Plusieurs pays ont pris des mesures similaires. En Allemagne, le gouvernement appliquait le 15 août dernier une décision de la Cour Suprême datant de 2017 imposant la reconnaissance de la mention « divers » sur les certificats de naissance. Le Royaume-Uni introduisait quant à lui la question facultative « Le genre auquel vous vous identifiez est-il le même que votre sexe enregistré à la naissance ? » dans son recensement de 2021. En cas de réponse négative, l’intéressé·e pouvait préciser son identité de genre.
D’autres pays, tels que l’Australie depuis 2014, proposent un genre neutre sur leurs documents d’identité. Mais pour choisir leur genre, les individus sont contraints de subir un examen médical. De ce fait, le pays ne distingue pas le sexe (qui est biologique) du genre (qui est culturel) puisqu’il requiert que les deux soient en adéquation. La définition de l’Organisation Mondiale de la Santé a pourtant le mérite d’être claire : “Le genre a un lien avec le sexe biologique (féminin ou masculin) mais il est distinct de lui. Par “genre”, on entend les rôles qui, selon la représentation que s’en fait la société, déterminent les comportements, les activités, les attentes et les chances considérés comme adéquats pour tout un chacun dans un contexte socioculturel donné.”
En France, la situation est diamétralement différente. En 2017, la Cour de cassation refusait d’accorder au requérant l’inscription de la mention « sexe neutre » sur son état civil, estimant que cette conception binaire « est nécessaire à l’organisation sociale et juridique ». L’admission d’un genre neutre par la législation française est donc loin d’être acquise. Or, reconnaître l’identité de chacun·e passe aussi par la considération adéquate de son genre. De ce fait, une démarche d’inclusion est nécessaire. L’instauration d’un troisième genre administratif est donc une étape essentielle à la construction des individualités.

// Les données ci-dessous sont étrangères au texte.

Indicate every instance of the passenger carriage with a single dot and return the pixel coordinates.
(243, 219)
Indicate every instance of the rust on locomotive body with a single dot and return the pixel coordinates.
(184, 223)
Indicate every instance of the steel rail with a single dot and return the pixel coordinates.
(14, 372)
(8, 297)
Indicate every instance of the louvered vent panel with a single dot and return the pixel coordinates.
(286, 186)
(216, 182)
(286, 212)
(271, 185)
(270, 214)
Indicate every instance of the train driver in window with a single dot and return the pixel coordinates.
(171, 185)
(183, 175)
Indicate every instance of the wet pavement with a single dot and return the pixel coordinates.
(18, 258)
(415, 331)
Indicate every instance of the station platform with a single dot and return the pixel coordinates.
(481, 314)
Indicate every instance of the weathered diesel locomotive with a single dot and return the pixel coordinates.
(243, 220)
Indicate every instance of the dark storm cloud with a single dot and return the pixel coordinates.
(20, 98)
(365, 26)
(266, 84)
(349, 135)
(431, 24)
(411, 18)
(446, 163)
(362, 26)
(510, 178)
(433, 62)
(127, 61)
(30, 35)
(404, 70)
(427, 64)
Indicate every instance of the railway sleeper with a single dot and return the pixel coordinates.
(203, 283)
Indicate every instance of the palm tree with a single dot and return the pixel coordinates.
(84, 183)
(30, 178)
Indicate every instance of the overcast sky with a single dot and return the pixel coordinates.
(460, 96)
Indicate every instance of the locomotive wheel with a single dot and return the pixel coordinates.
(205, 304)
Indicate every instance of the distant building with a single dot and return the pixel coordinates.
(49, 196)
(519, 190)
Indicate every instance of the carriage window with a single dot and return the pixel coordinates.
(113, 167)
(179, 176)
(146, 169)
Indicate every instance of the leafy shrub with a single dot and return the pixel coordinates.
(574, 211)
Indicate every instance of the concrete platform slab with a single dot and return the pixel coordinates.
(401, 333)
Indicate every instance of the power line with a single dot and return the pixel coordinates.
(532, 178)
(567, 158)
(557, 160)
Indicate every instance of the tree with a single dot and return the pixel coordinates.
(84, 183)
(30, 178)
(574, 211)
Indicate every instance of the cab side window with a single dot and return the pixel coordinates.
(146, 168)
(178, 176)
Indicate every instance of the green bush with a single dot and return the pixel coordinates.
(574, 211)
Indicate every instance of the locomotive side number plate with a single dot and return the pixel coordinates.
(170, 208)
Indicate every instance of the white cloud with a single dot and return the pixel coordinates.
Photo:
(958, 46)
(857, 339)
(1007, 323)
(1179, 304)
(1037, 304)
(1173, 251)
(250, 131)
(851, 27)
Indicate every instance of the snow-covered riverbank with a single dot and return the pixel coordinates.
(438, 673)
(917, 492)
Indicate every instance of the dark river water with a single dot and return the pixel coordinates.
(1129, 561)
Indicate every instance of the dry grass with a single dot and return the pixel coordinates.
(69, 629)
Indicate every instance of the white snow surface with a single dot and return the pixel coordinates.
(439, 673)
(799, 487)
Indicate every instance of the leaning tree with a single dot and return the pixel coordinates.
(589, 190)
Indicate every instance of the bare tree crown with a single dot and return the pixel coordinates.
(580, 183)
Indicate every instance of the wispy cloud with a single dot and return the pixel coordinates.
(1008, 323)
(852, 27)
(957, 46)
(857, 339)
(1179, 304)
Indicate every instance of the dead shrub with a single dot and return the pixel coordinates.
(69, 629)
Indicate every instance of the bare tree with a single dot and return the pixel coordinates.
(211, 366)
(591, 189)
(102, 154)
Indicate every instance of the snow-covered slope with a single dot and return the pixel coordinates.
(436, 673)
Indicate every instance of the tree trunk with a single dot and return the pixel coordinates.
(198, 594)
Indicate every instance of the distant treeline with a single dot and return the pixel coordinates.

Selon le philosophe étasunien John Dewey, la démocratie est autant un mode de vie qu’un « idéal éthique« , une « forme d’association morale et spirituelle« . Dans une démarche de réciprocité, elle est une forme d’unification sociale qui irrigue les individus et à laquelle chacun·e contribue. Dans cette idée, chaque personne, unique, tend à se réaliser tout en renforçant l’union sociale. Ce lien particulier est par ailleurs un rempart contre l’autoritarisme. Dès lors, comment des états peuvent-ils prôner la démocratie et les droits humains en omettant de reconnaître une partie de la population ? Comment la frange de ceux qui ne s’identifient pas à la binarité de genre pourraient-ils s’accomplir ? Au-delà de ça, occulter une partie de la population ne contribuerait-il pas à fragiliser la démocratie, et donc à ouvrir une brèche pour l’autoritarisme ? Le changement des ces législations archaïques est donc nécessaire, autant pour les personnes LGBTQIA+ que pour le reste de la société.